CPython exceptions cost nothing on the success path. There is no SETUP_FINALLY opcode, no per-try push; entering a try block emits no instructions at all. Instead the compiler emits an exception table: a side table on the code object that maps bytecode-offset ranges to handler offsets. When an exception is raised, the runtime walks the frame chain, consulting each frame's exception table to find a handler. Raising is slow; not raising is free.

Where the code lives

FileRole
Python/errors.cPyErr_Set*, PyErr_Fetch, PyErr_NormalizeException.
Python/ceval.cThe unwind code path in the eval loop; exception-table lookup.
Python/assemble.cException-table encoding.
Objects/exceptions.cBaseException, ExceptionGroup, the standard hierarchy.
Python/traceback.cPyTraceBack_*, traceback printing.
Include/internal/pycore_pyerrors.hThread-state exception fields.

The exception table

co_exceptiontable: sequence of variable-length records
each record: (start_offset, end_offset, target_offset, depth, lasti)

A try: ... except: H compiles to:

[try body bytecode] # offsets [start, end)
JUMP past_handler
H: # target_offset
[handler bytecode]
past_handler:

Plus an entry (start, end, H, depth_at_H, lasti) in the exception table. The eval loop never executes a setup opcode; the try region is just plain bytecode. On a raise, the unwinder linearly scans the table for the deepest entry containing the current instr_ptr and jumps to its target_offset with the value stack truncated to depth.

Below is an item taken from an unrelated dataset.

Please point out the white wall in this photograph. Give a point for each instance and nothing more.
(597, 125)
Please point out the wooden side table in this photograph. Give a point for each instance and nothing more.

The encoding is variable-length integers tuned for compact representation; the format is documented in Objects/exception_handling_notes.txt.

Raise

raise X compiles to RAISE_VARARGS. The opcode body:

  1. Calls do_raise, which normalises the exception (constructs an instance if a class was raised, validates the value).
  2. Sets tstate->current_exception to the instance.
  3. Falls through to the exception-unwind path in the eval loop.

The unwind path:

/* Python/ceval.c (sketch) */
exception_unwind:
handler = _PyCode_LookupException(co, instr_ptr - first_instr);
if (handler == NULL) {
/* no handler in this frame: pop frame, retry in caller */
propagate_to_caller();
}
/* truncate stack to handler.depth; push the exception; jump */

The lookup is O(log N) over the table (the table is sorted by range start) or O(N) for small tables. The cost is paid only on raise; the success path never touches it.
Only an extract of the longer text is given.